Geographic concentration of demand: the Central Valley (Fresno, Stockton, Bakersfield, Modesto), Inland Empire (San Bernardino and Riverside counties), rural Northern California (Shasta, Humboldt, Trinity counties), and the Imperial Valley near the US-Mexico border all have persistent, severe shortage area designations and represent the highest-demand, highest-premium locum markets within California.
7. Negotiation Levers
The non-compete advantage is yours — use it. California’s Section 16600 prohibition means you have full freedom to work across multiple California facilities, agencies, and systems without restriction. Agencies cannot limit your California locum activity through non-compete clauses. If a contract attempts to impose one, it is void. This gives you negotiating flexibility that physicians in most other states do not have — you can build a California locum practice across multiple relationships simultaneously without legal exposure.
Geography as rate lever. The 20-50% rural uplift over metro baselines is one of the widest geographic spreads in any state. Central Valley, Inland Empire, and rural Northern California assignments at the top of that uplift produce rates that absorb the California tax burden more effectively than metro assignments at national mid-range rates.

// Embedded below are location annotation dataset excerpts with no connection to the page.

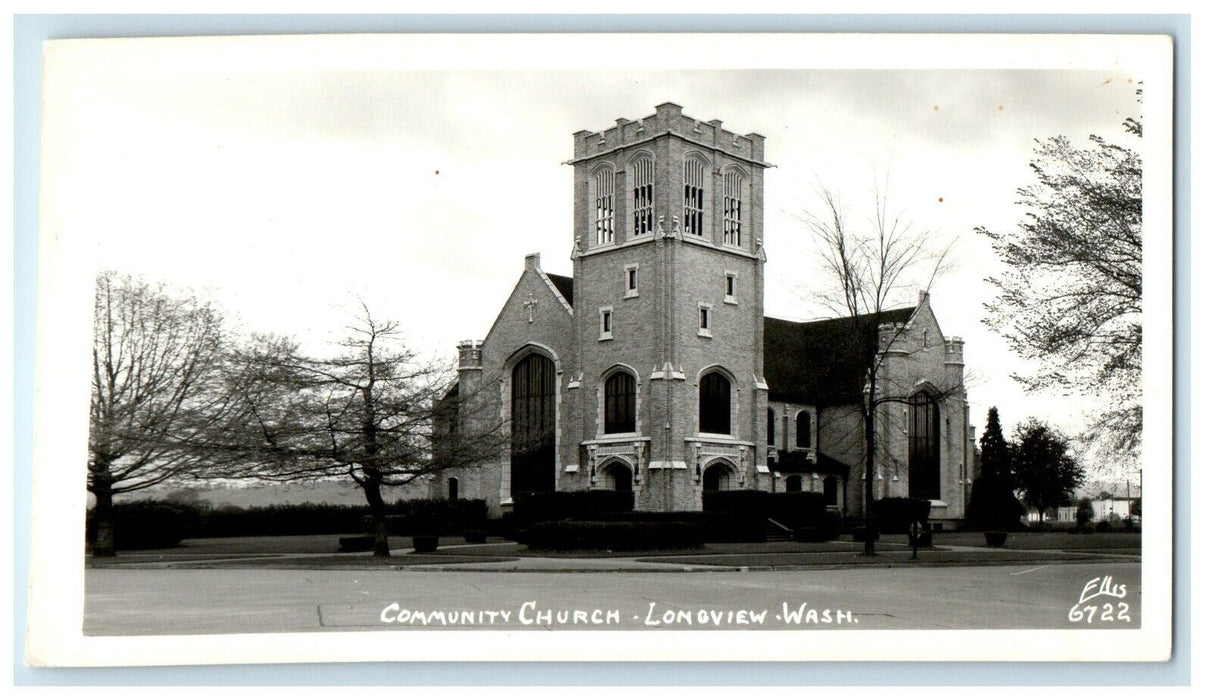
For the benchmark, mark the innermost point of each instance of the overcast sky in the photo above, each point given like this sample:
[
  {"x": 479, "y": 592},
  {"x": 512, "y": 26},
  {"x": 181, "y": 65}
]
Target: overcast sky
[{"x": 284, "y": 183}]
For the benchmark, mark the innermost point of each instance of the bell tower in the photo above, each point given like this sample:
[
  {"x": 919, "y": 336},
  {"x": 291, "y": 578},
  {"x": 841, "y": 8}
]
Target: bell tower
[{"x": 668, "y": 267}]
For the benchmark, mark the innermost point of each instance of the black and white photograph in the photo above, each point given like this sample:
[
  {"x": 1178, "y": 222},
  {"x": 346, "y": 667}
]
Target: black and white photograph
[{"x": 592, "y": 346}]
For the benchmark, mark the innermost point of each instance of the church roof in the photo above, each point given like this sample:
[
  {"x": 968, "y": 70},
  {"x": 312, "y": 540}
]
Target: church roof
[
  {"x": 564, "y": 285},
  {"x": 821, "y": 362},
  {"x": 792, "y": 462}
]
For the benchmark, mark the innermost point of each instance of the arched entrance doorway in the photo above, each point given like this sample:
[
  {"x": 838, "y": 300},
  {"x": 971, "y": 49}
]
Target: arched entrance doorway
[
  {"x": 616, "y": 476},
  {"x": 719, "y": 476},
  {"x": 532, "y": 430}
]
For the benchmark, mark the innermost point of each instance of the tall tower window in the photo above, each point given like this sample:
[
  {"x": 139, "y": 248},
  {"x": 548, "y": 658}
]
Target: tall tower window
[
  {"x": 804, "y": 430},
  {"x": 619, "y": 405},
  {"x": 642, "y": 175},
  {"x": 532, "y": 454},
  {"x": 924, "y": 480},
  {"x": 604, "y": 205},
  {"x": 692, "y": 198},
  {"x": 715, "y": 403},
  {"x": 732, "y": 189}
]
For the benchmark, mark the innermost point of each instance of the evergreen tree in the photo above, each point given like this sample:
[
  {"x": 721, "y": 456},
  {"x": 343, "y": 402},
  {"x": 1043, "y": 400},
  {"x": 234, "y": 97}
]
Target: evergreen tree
[{"x": 994, "y": 451}]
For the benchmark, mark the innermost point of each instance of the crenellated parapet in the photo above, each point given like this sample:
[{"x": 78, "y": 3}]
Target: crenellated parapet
[{"x": 669, "y": 120}]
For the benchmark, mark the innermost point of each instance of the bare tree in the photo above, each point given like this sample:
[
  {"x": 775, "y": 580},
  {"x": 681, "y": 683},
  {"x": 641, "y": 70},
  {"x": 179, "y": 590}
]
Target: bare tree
[
  {"x": 868, "y": 269},
  {"x": 1070, "y": 296},
  {"x": 373, "y": 412},
  {"x": 156, "y": 391}
]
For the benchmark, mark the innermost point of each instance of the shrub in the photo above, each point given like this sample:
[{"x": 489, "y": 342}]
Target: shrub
[
  {"x": 739, "y": 503},
  {"x": 555, "y": 505},
  {"x": 993, "y": 505},
  {"x": 804, "y": 509},
  {"x": 356, "y": 544},
  {"x": 895, "y": 515},
  {"x": 308, "y": 518},
  {"x": 424, "y": 543},
  {"x": 615, "y": 535},
  {"x": 859, "y": 534},
  {"x": 149, "y": 525},
  {"x": 1085, "y": 514},
  {"x": 828, "y": 531},
  {"x": 438, "y": 516}
]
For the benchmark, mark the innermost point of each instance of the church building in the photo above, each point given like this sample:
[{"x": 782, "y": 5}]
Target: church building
[{"x": 655, "y": 369}]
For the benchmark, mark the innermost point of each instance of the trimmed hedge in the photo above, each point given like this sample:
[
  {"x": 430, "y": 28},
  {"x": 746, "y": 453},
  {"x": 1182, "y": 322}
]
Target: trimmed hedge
[
  {"x": 742, "y": 515},
  {"x": 438, "y": 516},
  {"x": 308, "y": 518},
  {"x": 555, "y": 505},
  {"x": 895, "y": 515},
  {"x": 828, "y": 531},
  {"x": 146, "y": 525},
  {"x": 150, "y": 523},
  {"x": 993, "y": 505},
  {"x": 616, "y": 535}
]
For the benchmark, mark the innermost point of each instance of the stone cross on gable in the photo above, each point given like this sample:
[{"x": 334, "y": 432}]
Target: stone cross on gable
[{"x": 530, "y": 308}]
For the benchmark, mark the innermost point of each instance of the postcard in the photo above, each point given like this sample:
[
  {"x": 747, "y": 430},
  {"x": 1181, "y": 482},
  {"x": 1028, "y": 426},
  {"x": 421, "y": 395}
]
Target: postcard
[{"x": 604, "y": 346}]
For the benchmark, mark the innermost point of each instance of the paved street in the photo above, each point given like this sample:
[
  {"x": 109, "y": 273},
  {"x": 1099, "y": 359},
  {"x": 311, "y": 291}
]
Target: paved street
[{"x": 228, "y": 601}]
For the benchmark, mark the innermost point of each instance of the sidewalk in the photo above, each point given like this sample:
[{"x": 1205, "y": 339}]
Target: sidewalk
[{"x": 739, "y": 558}]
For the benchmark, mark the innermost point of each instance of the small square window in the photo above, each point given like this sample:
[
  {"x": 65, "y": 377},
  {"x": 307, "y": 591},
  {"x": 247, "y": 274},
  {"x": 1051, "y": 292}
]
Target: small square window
[{"x": 730, "y": 287}]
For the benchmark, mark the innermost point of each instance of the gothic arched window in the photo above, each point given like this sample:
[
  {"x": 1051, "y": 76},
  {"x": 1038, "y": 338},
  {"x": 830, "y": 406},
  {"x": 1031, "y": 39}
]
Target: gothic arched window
[
  {"x": 804, "y": 429},
  {"x": 733, "y": 187},
  {"x": 619, "y": 405},
  {"x": 604, "y": 205},
  {"x": 693, "y": 199},
  {"x": 532, "y": 430},
  {"x": 830, "y": 491},
  {"x": 924, "y": 478},
  {"x": 715, "y": 403},
  {"x": 642, "y": 176}
]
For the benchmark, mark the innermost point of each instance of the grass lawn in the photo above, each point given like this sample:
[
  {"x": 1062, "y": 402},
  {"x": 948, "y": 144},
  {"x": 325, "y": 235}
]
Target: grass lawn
[
  {"x": 884, "y": 557},
  {"x": 1063, "y": 541},
  {"x": 320, "y": 551}
]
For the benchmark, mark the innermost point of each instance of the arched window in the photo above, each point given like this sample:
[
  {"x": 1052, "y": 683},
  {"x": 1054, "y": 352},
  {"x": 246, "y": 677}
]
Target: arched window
[
  {"x": 718, "y": 477},
  {"x": 619, "y": 405},
  {"x": 604, "y": 205},
  {"x": 617, "y": 476},
  {"x": 804, "y": 429},
  {"x": 830, "y": 487},
  {"x": 732, "y": 199},
  {"x": 693, "y": 196},
  {"x": 642, "y": 176},
  {"x": 924, "y": 478},
  {"x": 715, "y": 403},
  {"x": 532, "y": 431}
]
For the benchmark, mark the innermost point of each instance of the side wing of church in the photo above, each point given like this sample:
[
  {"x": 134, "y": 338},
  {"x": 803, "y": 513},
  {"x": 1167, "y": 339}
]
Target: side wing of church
[{"x": 655, "y": 369}]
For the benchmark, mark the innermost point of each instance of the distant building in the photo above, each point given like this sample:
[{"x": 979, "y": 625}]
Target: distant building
[{"x": 653, "y": 368}]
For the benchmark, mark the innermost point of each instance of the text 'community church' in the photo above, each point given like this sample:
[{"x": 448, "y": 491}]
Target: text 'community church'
[{"x": 655, "y": 369}]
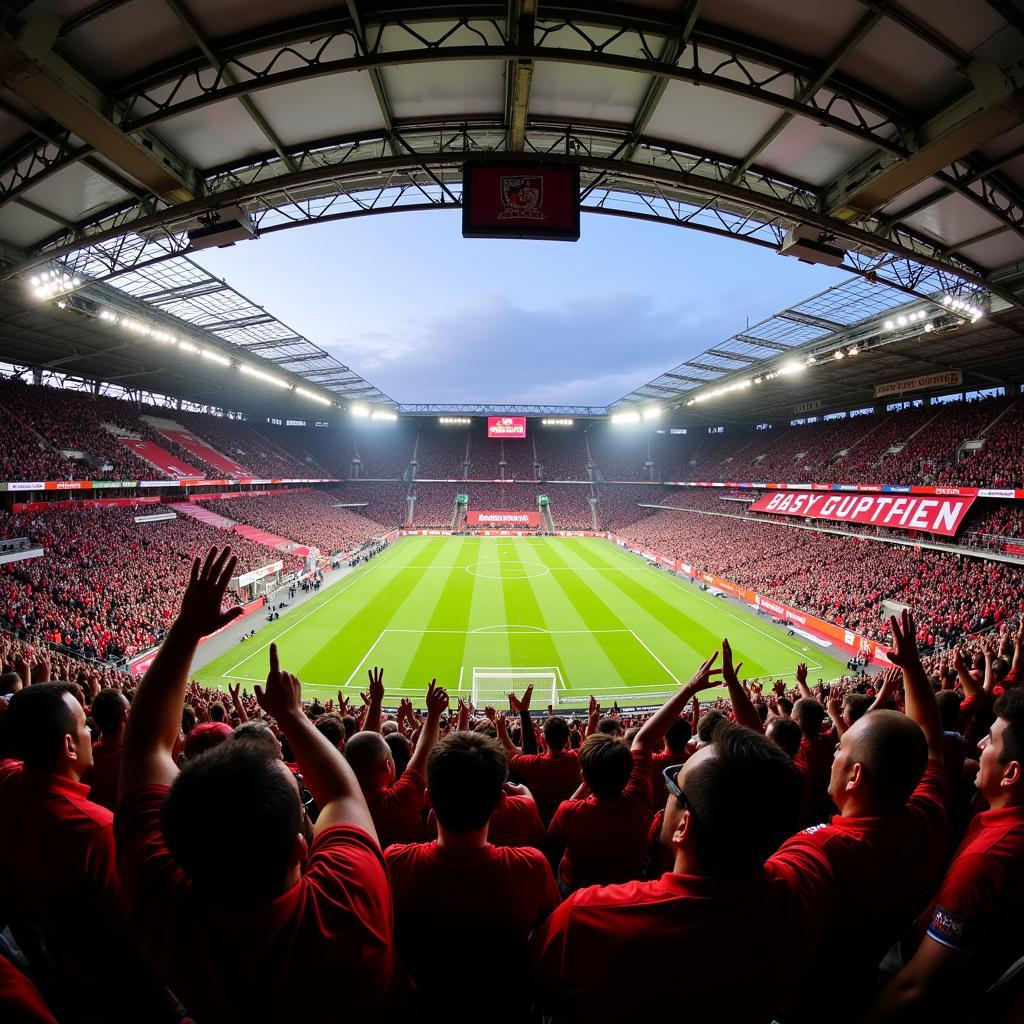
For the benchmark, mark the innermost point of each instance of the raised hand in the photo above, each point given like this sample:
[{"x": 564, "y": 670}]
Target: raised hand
[
  {"x": 437, "y": 699},
  {"x": 904, "y": 652},
  {"x": 376, "y": 684},
  {"x": 283, "y": 695},
  {"x": 201, "y": 604}
]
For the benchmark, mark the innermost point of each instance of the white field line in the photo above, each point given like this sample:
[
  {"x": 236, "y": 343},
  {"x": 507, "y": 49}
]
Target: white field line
[
  {"x": 341, "y": 589},
  {"x": 363, "y": 660},
  {"x": 656, "y": 658}
]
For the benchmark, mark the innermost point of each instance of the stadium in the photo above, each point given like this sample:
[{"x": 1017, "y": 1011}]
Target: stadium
[{"x": 557, "y": 696}]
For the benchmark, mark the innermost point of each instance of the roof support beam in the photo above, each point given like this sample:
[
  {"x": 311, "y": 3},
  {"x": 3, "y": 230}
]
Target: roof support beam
[
  {"x": 519, "y": 71},
  {"x": 31, "y": 69},
  {"x": 853, "y": 39},
  {"x": 192, "y": 26},
  {"x": 992, "y": 107}
]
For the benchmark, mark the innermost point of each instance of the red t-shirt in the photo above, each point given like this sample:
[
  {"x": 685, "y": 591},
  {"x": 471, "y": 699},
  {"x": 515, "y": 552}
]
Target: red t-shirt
[
  {"x": 551, "y": 777},
  {"x": 605, "y": 840},
  {"x": 57, "y": 866},
  {"x": 397, "y": 811},
  {"x": 884, "y": 868},
  {"x": 269, "y": 964},
  {"x": 608, "y": 951},
  {"x": 515, "y": 822},
  {"x": 980, "y": 904},
  {"x": 102, "y": 778},
  {"x": 813, "y": 761},
  {"x": 473, "y": 908},
  {"x": 19, "y": 999}
]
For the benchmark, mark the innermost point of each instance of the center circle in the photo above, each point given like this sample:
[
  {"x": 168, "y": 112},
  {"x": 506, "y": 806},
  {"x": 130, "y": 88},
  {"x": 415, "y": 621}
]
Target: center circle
[{"x": 505, "y": 570}]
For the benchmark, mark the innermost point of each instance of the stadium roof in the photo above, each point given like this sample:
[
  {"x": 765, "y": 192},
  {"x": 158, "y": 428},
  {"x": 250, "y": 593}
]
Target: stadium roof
[{"x": 890, "y": 131}]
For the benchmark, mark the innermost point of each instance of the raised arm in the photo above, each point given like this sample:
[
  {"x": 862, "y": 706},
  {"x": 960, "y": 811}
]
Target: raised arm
[
  {"x": 921, "y": 704},
  {"x": 652, "y": 731},
  {"x": 156, "y": 712},
  {"x": 437, "y": 701},
  {"x": 742, "y": 708},
  {"x": 325, "y": 770},
  {"x": 374, "y": 697}
]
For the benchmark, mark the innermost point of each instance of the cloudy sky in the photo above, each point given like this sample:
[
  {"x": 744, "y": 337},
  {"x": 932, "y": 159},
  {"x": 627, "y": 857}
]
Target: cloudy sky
[{"x": 427, "y": 315}]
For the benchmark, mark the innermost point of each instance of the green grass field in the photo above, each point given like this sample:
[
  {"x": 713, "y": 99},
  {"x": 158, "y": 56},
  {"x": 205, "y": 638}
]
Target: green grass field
[{"x": 585, "y": 614}]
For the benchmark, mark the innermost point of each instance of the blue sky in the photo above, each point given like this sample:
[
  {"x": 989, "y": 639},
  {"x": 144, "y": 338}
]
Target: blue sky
[{"x": 427, "y": 315}]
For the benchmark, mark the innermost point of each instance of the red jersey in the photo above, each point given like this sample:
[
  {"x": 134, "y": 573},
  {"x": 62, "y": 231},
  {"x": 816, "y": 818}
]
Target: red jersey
[
  {"x": 980, "y": 903},
  {"x": 551, "y": 777},
  {"x": 104, "y": 775},
  {"x": 884, "y": 869},
  {"x": 605, "y": 840},
  {"x": 474, "y": 908},
  {"x": 605, "y": 953},
  {"x": 257, "y": 965},
  {"x": 59, "y": 869},
  {"x": 397, "y": 810}
]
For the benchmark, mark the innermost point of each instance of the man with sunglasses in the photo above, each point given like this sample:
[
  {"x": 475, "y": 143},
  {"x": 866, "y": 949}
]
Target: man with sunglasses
[{"x": 729, "y": 807}]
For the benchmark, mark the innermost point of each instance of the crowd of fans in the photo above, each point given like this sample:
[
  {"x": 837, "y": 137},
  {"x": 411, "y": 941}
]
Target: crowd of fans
[
  {"x": 312, "y": 517},
  {"x": 841, "y": 579},
  {"x": 279, "y": 858},
  {"x": 107, "y": 586}
]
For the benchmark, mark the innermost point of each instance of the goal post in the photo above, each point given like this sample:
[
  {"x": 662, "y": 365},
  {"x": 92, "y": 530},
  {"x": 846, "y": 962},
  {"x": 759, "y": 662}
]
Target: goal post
[{"x": 492, "y": 684}]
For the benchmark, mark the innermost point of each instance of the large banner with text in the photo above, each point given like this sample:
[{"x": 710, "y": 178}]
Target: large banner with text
[
  {"x": 941, "y": 514},
  {"x": 503, "y": 519}
]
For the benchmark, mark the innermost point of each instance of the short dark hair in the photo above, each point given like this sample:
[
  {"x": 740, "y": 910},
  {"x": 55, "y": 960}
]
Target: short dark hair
[
  {"x": 708, "y": 723},
  {"x": 556, "y": 732},
  {"x": 743, "y": 801},
  {"x": 108, "y": 710},
  {"x": 1011, "y": 709},
  {"x": 38, "y": 719},
  {"x": 606, "y": 765},
  {"x": 465, "y": 774},
  {"x": 809, "y": 715},
  {"x": 332, "y": 726},
  {"x": 233, "y": 805},
  {"x": 786, "y": 733},
  {"x": 678, "y": 734}
]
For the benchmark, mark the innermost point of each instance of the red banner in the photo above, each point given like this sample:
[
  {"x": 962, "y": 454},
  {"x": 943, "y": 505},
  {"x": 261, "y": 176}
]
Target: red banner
[
  {"x": 933, "y": 515},
  {"x": 506, "y": 426},
  {"x": 503, "y": 518}
]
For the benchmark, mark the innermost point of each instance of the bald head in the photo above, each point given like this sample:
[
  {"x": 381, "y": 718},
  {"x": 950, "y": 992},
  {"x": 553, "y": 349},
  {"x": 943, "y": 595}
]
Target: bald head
[
  {"x": 892, "y": 752},
  {"x": 368, "y": 754}
]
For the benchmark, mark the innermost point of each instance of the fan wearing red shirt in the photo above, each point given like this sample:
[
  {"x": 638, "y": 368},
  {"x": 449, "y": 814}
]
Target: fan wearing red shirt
[
  {"x": 732, "y": 803},
  {"x": 552, "y": 776},
  {"x": 462, "y": 900},
  {"x": 236, "y": 898},
  {"x": 888, "y": 843},
  {"x": 395, "y": 807},
  {"x": 110, "y": 712},
  {"x": 57, "y": 863},
  {"x": 973, "y": 926}
]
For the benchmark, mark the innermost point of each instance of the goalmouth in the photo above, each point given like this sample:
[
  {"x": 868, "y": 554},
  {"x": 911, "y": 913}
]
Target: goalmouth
[{"x": 491, "y": 685}]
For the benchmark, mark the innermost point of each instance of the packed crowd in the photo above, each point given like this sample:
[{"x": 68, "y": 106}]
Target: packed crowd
[
  {"x": 308, "y": 516},
  {"x": 265, "y": 847},
  {"x": 107, "y": 586},
  {"x": 841, "y": 579}
]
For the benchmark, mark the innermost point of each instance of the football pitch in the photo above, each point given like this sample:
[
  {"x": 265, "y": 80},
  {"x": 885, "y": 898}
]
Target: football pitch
[{"x": 576, "y": 616}]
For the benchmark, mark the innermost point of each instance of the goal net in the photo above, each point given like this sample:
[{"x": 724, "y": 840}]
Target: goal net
[{"x": 492, "y": 685}]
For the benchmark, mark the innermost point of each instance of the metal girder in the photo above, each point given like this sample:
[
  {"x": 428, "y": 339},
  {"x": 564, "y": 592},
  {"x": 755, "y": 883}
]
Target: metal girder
[
  {"x": 192, "y": 26},
  {"x": 991, "y": 108},
  {"x": 853, "y": 38},
  {"x": 36, "y": 74},
  {"x": 799, "y": 317}
]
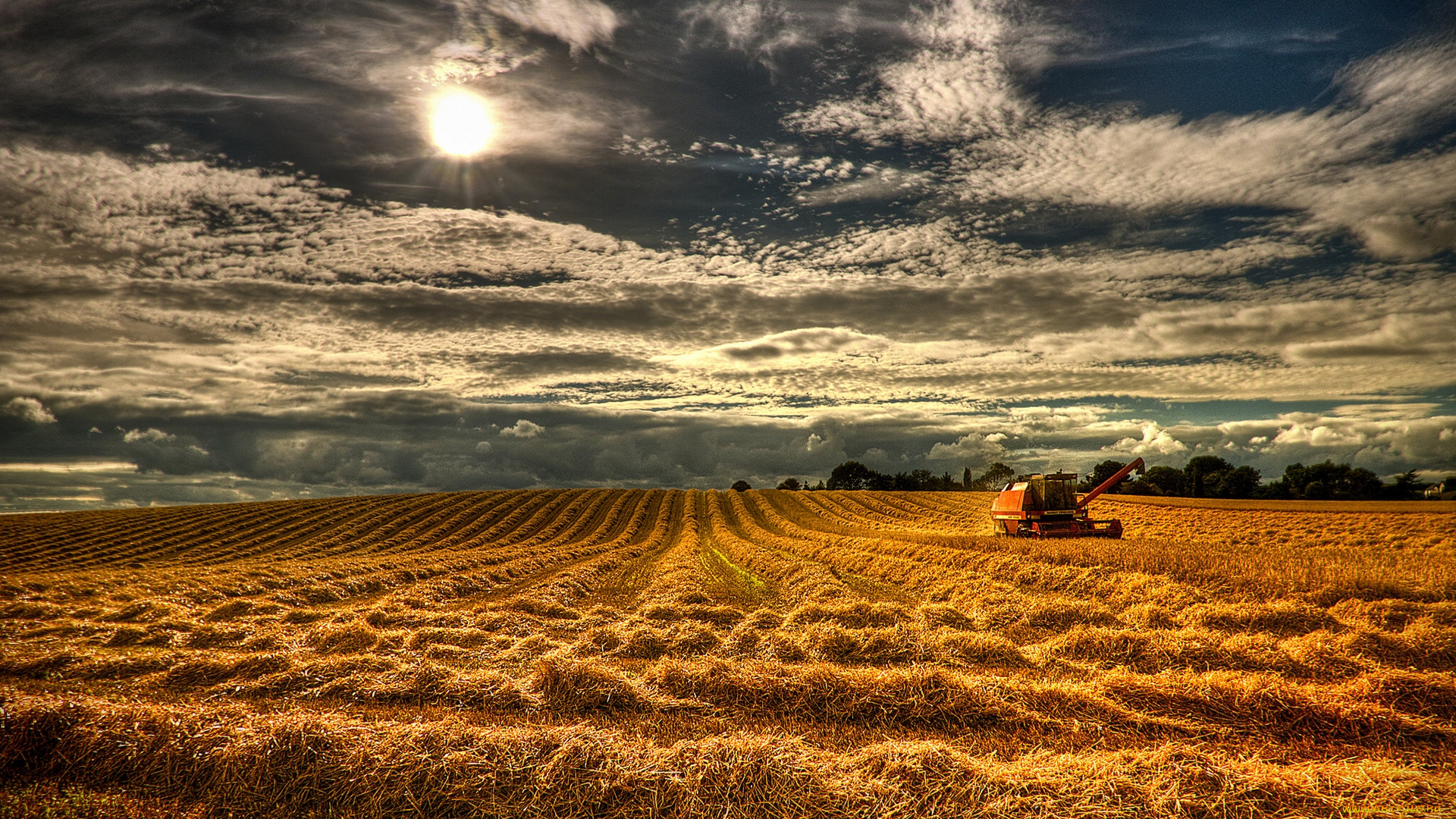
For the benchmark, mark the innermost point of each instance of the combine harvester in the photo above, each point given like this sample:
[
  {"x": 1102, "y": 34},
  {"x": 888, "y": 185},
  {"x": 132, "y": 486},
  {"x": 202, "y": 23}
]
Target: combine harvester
[{"x": 1047, "y": 506}]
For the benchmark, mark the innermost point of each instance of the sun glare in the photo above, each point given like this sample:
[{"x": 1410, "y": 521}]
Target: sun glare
[{"x": 460, "y": 126}]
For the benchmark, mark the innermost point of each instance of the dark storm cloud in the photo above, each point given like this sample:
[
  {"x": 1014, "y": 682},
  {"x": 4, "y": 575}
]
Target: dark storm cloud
[{"x": 808, "y": 232}]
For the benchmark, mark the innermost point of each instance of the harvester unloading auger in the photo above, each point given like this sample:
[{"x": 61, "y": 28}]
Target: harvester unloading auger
[{"x": 1047, "y": 506}]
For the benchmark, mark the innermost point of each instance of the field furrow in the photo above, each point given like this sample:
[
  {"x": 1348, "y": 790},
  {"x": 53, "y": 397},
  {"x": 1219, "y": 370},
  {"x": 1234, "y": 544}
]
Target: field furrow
[{"x": 647, "y": 653}]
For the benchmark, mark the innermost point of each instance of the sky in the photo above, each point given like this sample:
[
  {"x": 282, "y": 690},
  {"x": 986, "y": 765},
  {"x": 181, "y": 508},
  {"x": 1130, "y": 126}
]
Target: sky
[{"x": 715, "y": 240}]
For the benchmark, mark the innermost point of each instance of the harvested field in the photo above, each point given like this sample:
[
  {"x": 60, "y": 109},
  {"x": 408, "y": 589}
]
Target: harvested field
[{"x": 683, "y": 653}]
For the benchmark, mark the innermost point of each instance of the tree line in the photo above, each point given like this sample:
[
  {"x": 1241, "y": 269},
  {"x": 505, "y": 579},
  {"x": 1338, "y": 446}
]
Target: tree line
[{"x": 1204, "y": 475}]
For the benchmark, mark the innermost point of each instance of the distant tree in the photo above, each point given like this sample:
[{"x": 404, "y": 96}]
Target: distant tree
[
  {"x": 1199, "y": 468},
  {"x": 1239, "y": 483},
  {"x": 852, "y": 475},
  {"x": 1331, "y": 482},
  {"x": 1407, "y": 487},
  {"x": 1101, "y": 472},
  {"x": 1165, "y": 482}
]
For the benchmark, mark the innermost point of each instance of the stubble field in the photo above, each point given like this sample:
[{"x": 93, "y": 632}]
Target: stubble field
[{"x": 685, "y": 653}]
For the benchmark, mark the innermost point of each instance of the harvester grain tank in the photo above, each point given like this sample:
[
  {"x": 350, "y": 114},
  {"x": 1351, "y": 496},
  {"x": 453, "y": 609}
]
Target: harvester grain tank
[{"x": 1047, "y": 506}]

If you are evaluating California on a net basis, rural shortage-area assignments change the calculus meaningfully.
Tax cost recovery in rate negotiation. California’s 13.3% top marginal rate and the entity franchise tax are legitimate cost factors in rate negotiation. A physician moving from a Texas assignment to a California assignment at the same gross hourly rate takes home materially less. That differential is a documented, quantifiable negotiating point — not a vague cost-of-living complaint. Run the net comparison and use the number.
Licensing cost recovery. California medical license fees are among the highest in the country. Application costs, background check fees, and IMLC fees for a California license are negotiable as reimbursable expenses in many locum contracts. Request reimbursement specifically — agencies working hard-to-fill California shortage assignments are frequently willing to cover these costs to secure a committed physician.
CPOM contract review. Given California’s active CPOM enforcement posture in 2026, the contractual entity structure is worth a one-time California healthcare attorney review if you are new to the state. The cost is modest relative to the assignment value and the enforcement risk of a non-compliant arrangement.
Kaiser vs. non-Kaiser market awareness. If you receive a California locum opportunity represented as being within a large integrated system, confirm whether it is actually a Kaiser-adjacent arrangement or a genuinely independent facility. Kaiser’s employed model creates occasional hybrid arrangements that may not function as standard locum contracts. Understand the payment and credentialing structure before committing.
Data Transparency Statement
Rate figures in this guide are drawn from 2026 agency posting signals and publicly available compensation data. California specialty rate ranges are agency-signal figures rather than formal survey-validated data and should be treated as directional market references. The hospitalist figure may reflect mixed employment signals and is flagged accordingly. Licensing timeline figures reflect Medical Board of California public guidance and current practitioner-reported experience; individual timelines vary significantly based on application completeness. Legal and tax information reflects publicly available sources as of Q1-Q2 2026 — California tax law, CPOM enforcement, and non-compete law are all active areas where conditions can shift. This information is not legal or tax advice. HPSA and shortage area data sourced from HRSA 2026 datasets.